TLDR - UDFs work fine when imported from `utilities/` folder in DLT pipelines, but custom Python DataSource APIs fail with ModuleNotFoundError: No module named 'utilities'` during serialization. Only inline definitions work. Need reusable DataSource classes across multiple transformations.

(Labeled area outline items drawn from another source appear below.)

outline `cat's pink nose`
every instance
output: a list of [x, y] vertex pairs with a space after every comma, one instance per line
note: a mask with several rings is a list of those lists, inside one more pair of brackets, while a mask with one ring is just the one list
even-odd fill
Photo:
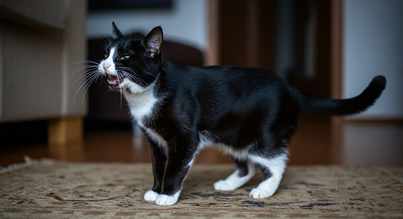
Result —
[[104, 64], [104, 70], [105, 70], [105, 72], [106, 73], [106, 71], [108, 70], [108, 68], [110, 67], [112, 65], [110, 64]]

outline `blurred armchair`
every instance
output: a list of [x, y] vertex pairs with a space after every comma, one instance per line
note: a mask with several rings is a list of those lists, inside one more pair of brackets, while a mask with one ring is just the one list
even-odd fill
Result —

Context - Databricks auto-generated SDP works perfectly with utilities folder pattern:
Working Structure:
```
SDP_Project/
├── transformations/
│ └── pipeline.py
└── utilities/
└── utils.py
```
Working Code:
```python
# transformations/pipeline.py
from utilities import utils
def my_table():
return df.withColumn("valid", utils.is_valid_email(col("email")))
# utilities/utils.py
from pyspark.sql.functions import udf
@udf(returnType=BooleanType())
def is_valid_email(email):
return re.match(pattern, email) is not None
```
Problem -Same pattern fails with python-data-source-api
My Structure:
```
Test_DLT/
├── transformations/
│ └── dlt.py
└── utilities/
└── utils.py
```
My Code:
```python
# utilities/utils.py
class SomeCustomReader(DataSourceReader):
def read(self, partition):
# custom logic here
yield Row(**data)
class SomeCustomSource(DataSource):
@classmethod
def name(cls):
return "some_source"
def reader(self, schema):
return SomeCustomReader(self.options)
# transformations/dlt.py
from utilities.utils import SomeCustomSource
spark = SparkSession.builder.getOrCreate()
spark.dataSource.register(SomeCustomSource)
def read_data():
df = spark.read.format("some_source").option(...).load()
return df
```
Error
```
ModuleNotFoundError: No module named 'utilities'
pyspark.serializers.SerializationError: Caused by cloudpickle.loads(obj, encoding=encoding)
```
What Works
Only inline class definitions work (defining DataSource classes directly in dlt.py).
Questions
1. Am I doing anything wrong?
2. Is there a way to make custom DataSource APIs work with the utilities folder pattern?
Benefit
I want to avoid writing it inline for n transformations n times if possible - need reusable DataSource definitions.